Il faut un financement supplémentaire de l'AI

Le fait qu'un financement supplémentaire de l'AI soit examiné est un point positif. Celui-ci est nécessaire de toute urgence, car l'assurance est aujourd'hui sous-financée. Si l'on veut en outre s'attaquer à la question du désendettement, ce financement supplémentaire doit apporter davantage de moyens substantiels à l'AI. Actuellement, les comptes de l'AI sont en outre grevés par des intérêts débiteurs élevés versés à l'AVS (plus de 200 millions de francs par an). Ces paiements d'intérêts sont clairement trop élevés dans le contexte actuel des taux d'intérêt.

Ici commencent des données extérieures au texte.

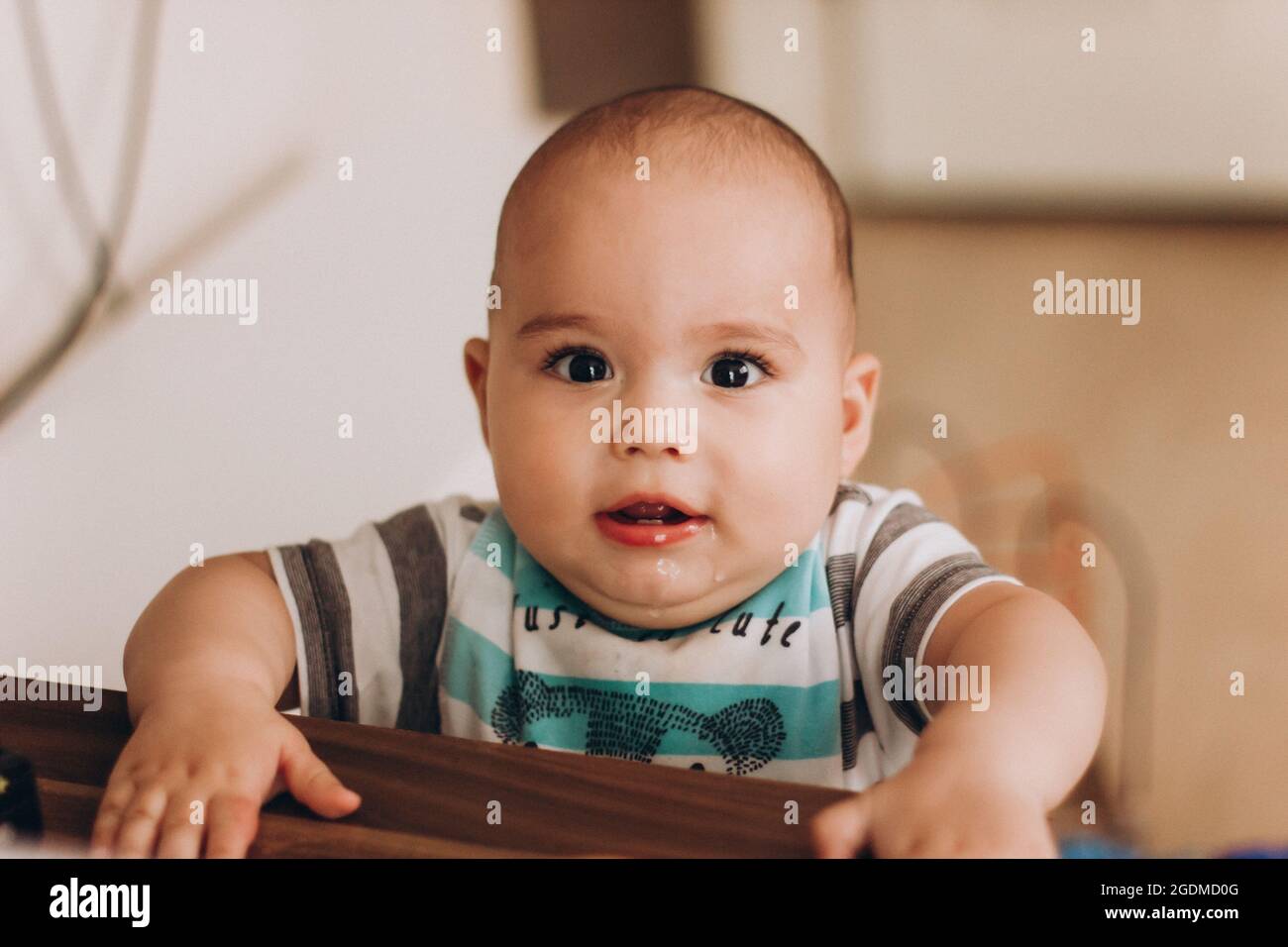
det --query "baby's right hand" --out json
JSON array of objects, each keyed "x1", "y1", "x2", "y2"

Le Conseil fédéral doit donc corriger cette situation.

Les rentes AI doivent mieux couvrir les besoins vitaux

Aujourd'hui déjà, 50 % des bénéficiaires de rentes AI ne peuvent assurer leur existence qu'avec des prestations complémentaires (PC). Un désendettement sans recettes supplémentaires entraînerait donc une coupe claire dans les prestations, ce qui ne réduirait pas les coûts pour la société, mais les transférerait à l'aide sociale. Les organisations de personnes en situation de handicap s'y opposeraient fermement. Au contraire, compte tenu du taux élevé de PC, il faut des mesures qui aident à rendre les rentes AI plus conformes aux besoins vitaux (voir à ce sujet le postulat 25.3534).

Le Département fédéral de l'intérieur (DFI), compétent en la matière, va maintenant soumettre des propositions détaillées au Conseil fédéral d'ici le premier trimestre 2026. L'avant-projet de révision devrait être mis en consultation avant la fin de l'année 2026.